Tam bir Türk ürünü olarak kulaktan kulağa abuk sabuk hale gelmiş bir söylem daha. Belki birilerinin bilinçlenmesini sağlar, geleceğini kurtarır
diye detaylı şekilde anlatmaya çalışayım:
Bisiklet kullanırken "malum" uzuvların üzerine oturmuyorsanız kısırlıktan endişe etmenize gerek yok (Yine de arada sırada ayağa kalkıp bu bölgenin çok ısınmasını engellemek iyidir). Bisikletin sebep olabileceği tehlike kısırlık değil, iktidarsızlıktır. Yani ereksiyon kaybı. Böyle bir durum yaşasa bile erkekler çocuk sahibi olabilir (Belki biraz daha gayret göstermesi gerekebilir
). O yüzden bu muhabbeti her duyan Çin'i, Hindistan'ı, Armstrong'u ansa da pek alakası yok.

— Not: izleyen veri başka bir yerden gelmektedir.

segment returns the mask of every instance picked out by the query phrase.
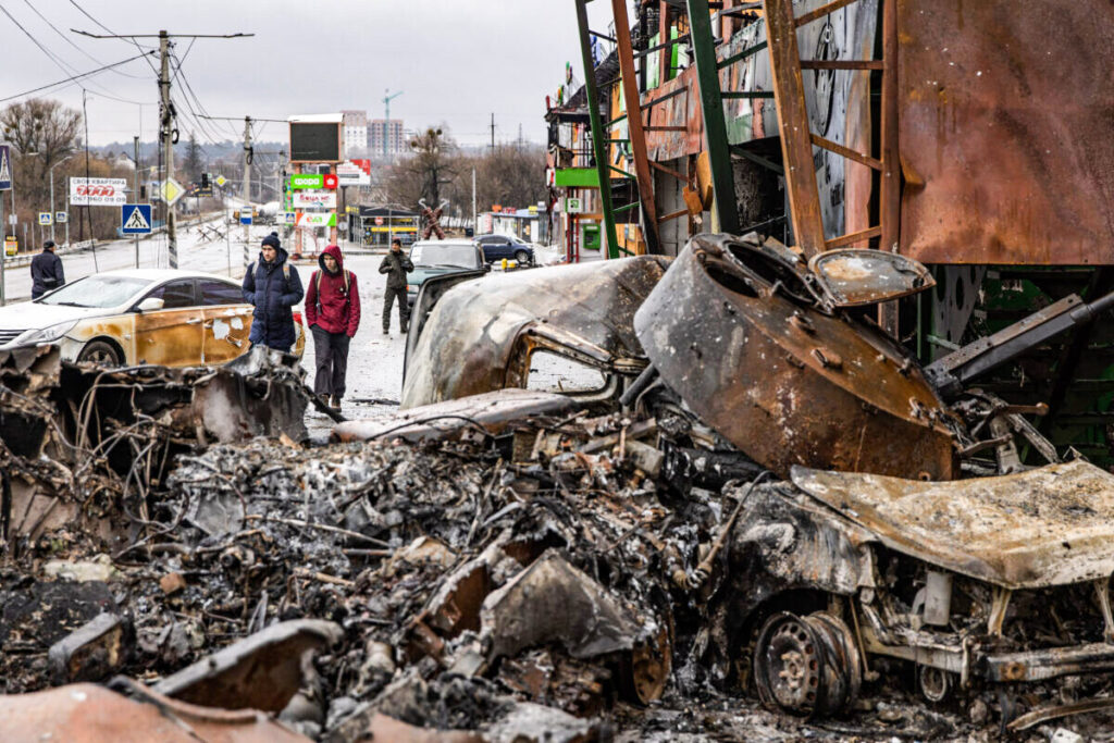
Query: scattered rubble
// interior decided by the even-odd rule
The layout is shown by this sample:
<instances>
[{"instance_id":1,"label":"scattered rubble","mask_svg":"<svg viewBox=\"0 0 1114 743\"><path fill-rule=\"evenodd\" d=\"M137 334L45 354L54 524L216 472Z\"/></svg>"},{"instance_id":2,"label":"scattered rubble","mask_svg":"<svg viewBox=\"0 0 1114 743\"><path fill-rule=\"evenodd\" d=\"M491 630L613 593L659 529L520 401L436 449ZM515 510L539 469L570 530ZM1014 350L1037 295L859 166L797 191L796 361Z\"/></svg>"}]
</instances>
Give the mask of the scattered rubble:
<instances>
[{"instance_id":1,"label":"scattered rubble","mask_svg":"<svg viewBox=\"0 0 1114 743\"><path fill-rule=\"evenodd\" d=\"M111 737L130 715L173 723L167 740L323 741L1103 730L1114 478L1062 458L1022 417L1039 407L945 394L847 314L930 285L892 262L871 285L858 257L828 262L825 289L772 241L696 238L653 291L635 282L610 335L590 327L606 312L568 334L519 316L528 344L560 336L606 369L606 393L488 391L341 423L328 444L305 442L301 380L263 354L180 372L0 359L0 724ZM719 334L666 317L662 292ZM622 343L594 355L592 338Z\"/></svg>"}]
</instances>

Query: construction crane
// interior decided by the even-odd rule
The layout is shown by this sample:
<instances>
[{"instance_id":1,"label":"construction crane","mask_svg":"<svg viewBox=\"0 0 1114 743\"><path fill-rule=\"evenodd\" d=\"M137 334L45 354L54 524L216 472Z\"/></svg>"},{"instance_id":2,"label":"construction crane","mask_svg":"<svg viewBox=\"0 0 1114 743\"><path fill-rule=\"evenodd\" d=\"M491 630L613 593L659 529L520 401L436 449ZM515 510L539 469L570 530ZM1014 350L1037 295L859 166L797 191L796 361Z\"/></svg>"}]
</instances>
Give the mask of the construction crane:
<instances>
[{"instance_id":1,"label":"construction crane","mask_svg":"<svg viewBox=\"0 0 1114 743\"><path fill-rule=\"evenodd\" d=\"M399 90L395 94L391 92L390 88L383 91L383 157L387 157L387 140L391 136L391 101L402 95Z\"/></svg>"}]
</instances>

Yanlış ayarlar ve sele seçimi sonucunda "perineum", yani prostatın üzeri diye tabir edilen bölgenin üzerine oturuyorsanız, buradaki damarların ezilmesi ile penise giden kan akışında azalma olur. Bu bölge yumuşak bir yapıdadır. Bisikleti bu bölge üzerine oturarak sürenler ilk başlarda geçici uyuşmalar ve ağrılar yaşarlar. Yanlış uygulamanın devam etmesi halinde, hem oluşan baskı, hem yolda çukur vs. alınan darbelerin de katkısıyla bu damarların kalıcı bir şekilde zarar görmesi olasıdır ve bu durumda da iktidarsızlık kaçınılmazdır. Normal olanı; "sitbones" denilen, kalçaların içinde bulunan ve sert bir zeminde dik otururken üzerine oturduğunuzu hissettiğiniz kemiklerin üzerine oturmaktır. Yani kısaca; selenin ortası, prostata baskı yapmamalı. Selenin arka tarafındaki kanatların üzerine sağ ve sol oturma kemiklerinizi denk getirerek oturuyor olmalısınız. Bu mevzu her seferinde geyiğe bağlansa da, ciddi bisiklet sürücüleri için dikkat edilmesi gereken bir nokta.